水の都 江戸東京
関東大震災、東京大空襲で東京の掘割は瓦礫処理のためほとんどが埋め立てられてしまい、さらに東京オリンピックの頃には、首都高速道路が残された掘割の上に覆い被さるようにして建築されたため、東京の風景は激変してしまった。
そういうことで、ご覧の江戸東京の原風景である風景写真は貴重な歴史的資料といえ
る。
江戸東京にはご覧の古写真のような掘割が東西南北に繋がり、船が物流の主役であった時代だ。

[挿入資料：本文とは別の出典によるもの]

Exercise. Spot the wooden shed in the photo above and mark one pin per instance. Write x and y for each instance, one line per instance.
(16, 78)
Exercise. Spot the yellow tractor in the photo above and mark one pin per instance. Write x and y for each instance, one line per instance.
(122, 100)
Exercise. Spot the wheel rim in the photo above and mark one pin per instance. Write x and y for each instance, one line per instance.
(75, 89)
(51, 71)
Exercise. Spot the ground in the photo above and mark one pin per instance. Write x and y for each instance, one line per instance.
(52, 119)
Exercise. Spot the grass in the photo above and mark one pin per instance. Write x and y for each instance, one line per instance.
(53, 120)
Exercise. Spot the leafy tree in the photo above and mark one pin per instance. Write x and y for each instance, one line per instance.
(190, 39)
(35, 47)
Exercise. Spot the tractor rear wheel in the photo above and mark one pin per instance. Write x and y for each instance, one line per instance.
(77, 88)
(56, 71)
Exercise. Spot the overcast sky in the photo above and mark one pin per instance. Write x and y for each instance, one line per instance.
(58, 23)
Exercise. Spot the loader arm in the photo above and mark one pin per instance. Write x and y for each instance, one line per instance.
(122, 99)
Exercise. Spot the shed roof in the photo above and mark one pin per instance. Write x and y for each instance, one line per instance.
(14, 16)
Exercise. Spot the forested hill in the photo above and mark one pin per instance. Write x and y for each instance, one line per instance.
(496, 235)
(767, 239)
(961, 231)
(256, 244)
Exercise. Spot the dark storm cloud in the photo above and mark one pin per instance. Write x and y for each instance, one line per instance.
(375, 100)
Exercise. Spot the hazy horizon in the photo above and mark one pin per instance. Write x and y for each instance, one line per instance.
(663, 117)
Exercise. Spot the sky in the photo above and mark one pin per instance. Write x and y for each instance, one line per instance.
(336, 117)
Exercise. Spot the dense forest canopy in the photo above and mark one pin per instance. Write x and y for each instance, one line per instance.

もちろん人々も今のタクシーを利用するようにチョキ舟(小船)をよく利用していた。
そして掘割に沿って倉庫は並んでいる。
芥川龍之介の随筆を読むと本所の北割下水、南割下水といわれた水路は江戸時代から臭いもひどいどぶ川状態で、江戸時代は貧乏な御家人、旗本が数多く住んでいた。
あの勝海舟もそんな一人である。
勝海舟の自伝『氷川清話』などを読むと、当時の武士たちが内職などに汗水たらしい
かに貧乏な生活だったことがよくわかる。
旗本八千騎と言われた徳川将軍家の家臣たちも幕末になると日々の生活に汲々として
いて、とても薩長とまともに戦うなんてできなかったわけである。
それは自分たちのことばかり考えて保身的な、戦前の軍部、今の霞ヶ関官僚組織を見
ているとよくわかる。
平成の日本も幕末の徳川幕府のような状態で、誰が首相になっても、もはやいい政
治、日本にはならないのだろう。
だいたい日本が莫大な借金大国になってしまった原因は、日本列島改造論以降の自民党一党独裁の国家予算ばらまき、土建政策が原因なのだ。
今の僕たち、あるいはこれからの子供たちは、そんな借金を抱えて生きてゆくのであ
る。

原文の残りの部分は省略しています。